A friend of mine has hurt her back, and has needed some help watching her kids off and on. So the other day, I offered to watch her two-year-old. Ruby was napping, so it was just me and my toddler charge going to the park.
Provo right now is resplendent with roses. It’s actually one of my favorite things about this city–that there are rose bushes everywhere, and they are heavy with blooms for a significant part of the summer. They smell wonderful. So as this little girl and I were walking to the park, we passed several rose bushes. And at every single rose bush, the little girl stopped, cupped a large bloom in her hand, and smelled the roses.
Usually idiomatic phrases aren’t placed in front of you quite so literally.

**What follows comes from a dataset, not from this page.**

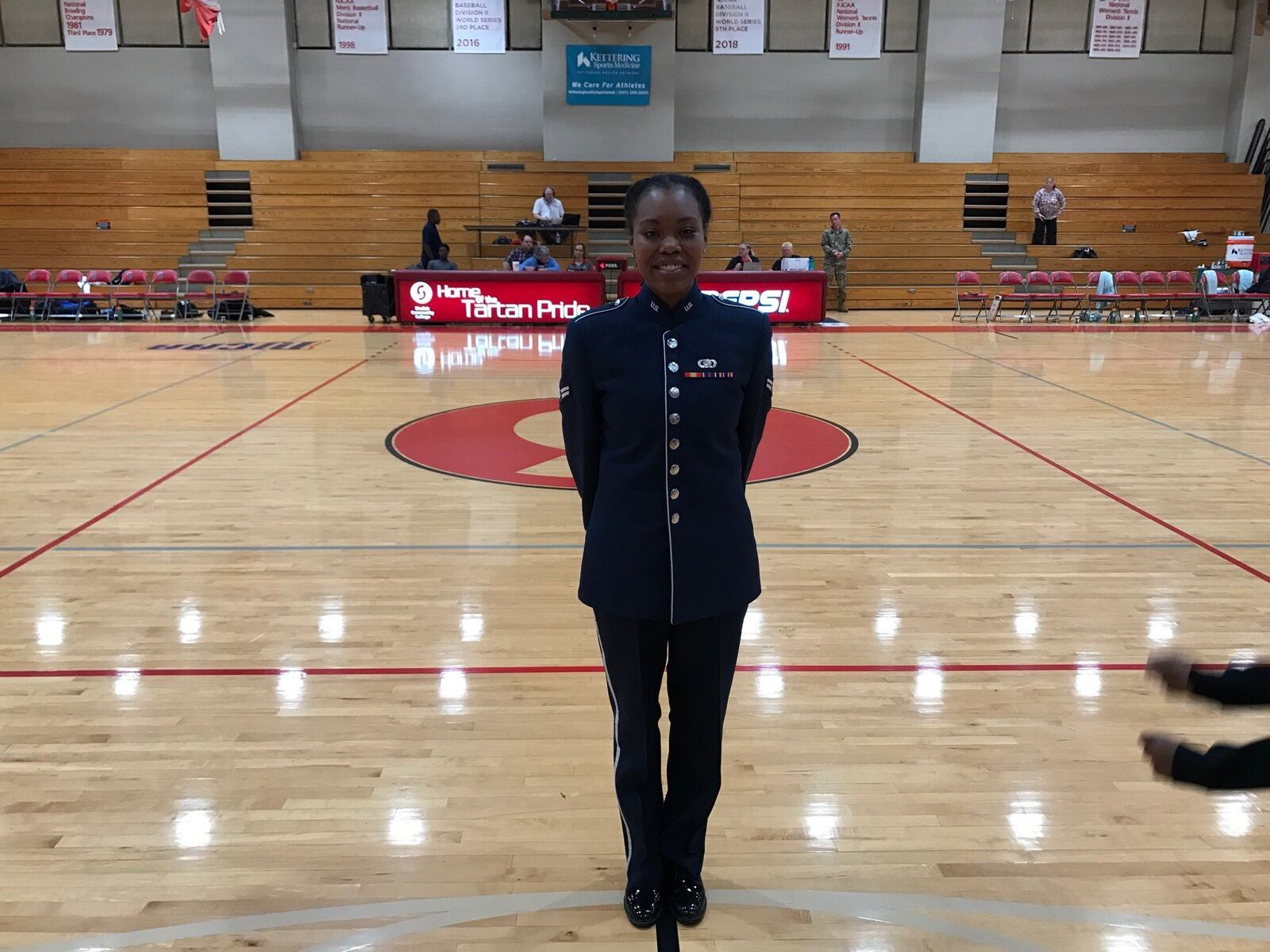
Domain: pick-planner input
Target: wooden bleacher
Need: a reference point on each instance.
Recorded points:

But I’ve been thinking about this little girl with her small hands full of a large rose bloom, taking the time to smell every variety of rose before we passed them by. Right now my life feels very overwhelmed. It’s not that my time is full and busy, but it’s the fact that Kyle’s job search has remained fruitless. It’s overwhelming and terrifying in turns and then all at once. Our lease is up at the end of July and we have no idea what’s going to happen to us. We may move into a temporary place until Kyle can find a job, but I’m really hoping that he’ll have one and that there will be a little bit of stability in our lives. Not having an income is scary. Not knowing what’s going to happen to us in the next couple of months is scary.
And there are no answers. Nobody can assure us with any certainty that there will be a job, a place to move to, or any security. It’s all hope. Hope and faith. Believing that there will be a place, and an income some day. Holding to faith that God will not overlook our little family, but will provide for us.
But as I tread through these trials, life is still here. Still now. And I’ve spent a lot of time hurrying past the metaphorical roses in my life because I’m overwrought with worry. I want real, concrete answers. Faith is harder to hold to than the security of a job and a home. But worrying has brought me nowhere. Floundering and asking people for answers they cannot provide has given no comfort. And so I think of a little girl, cradling a rose in her hands, taking the time to smell what is only here for a little while. This moment in our lives will pass. Some day there will be a job and more security. But there are still things happening now that are worth holding onto, worth taking the time to stop and see. And in the small moments when I have a little clarity and I relish what is here–now–instead of pipe dreams and instead of worrying my heart out, those moments bring me the comfort and grounding that I have been trying to find from questions that have no answers, and worries that have no cure.
If only those moments of clarity were easier to find.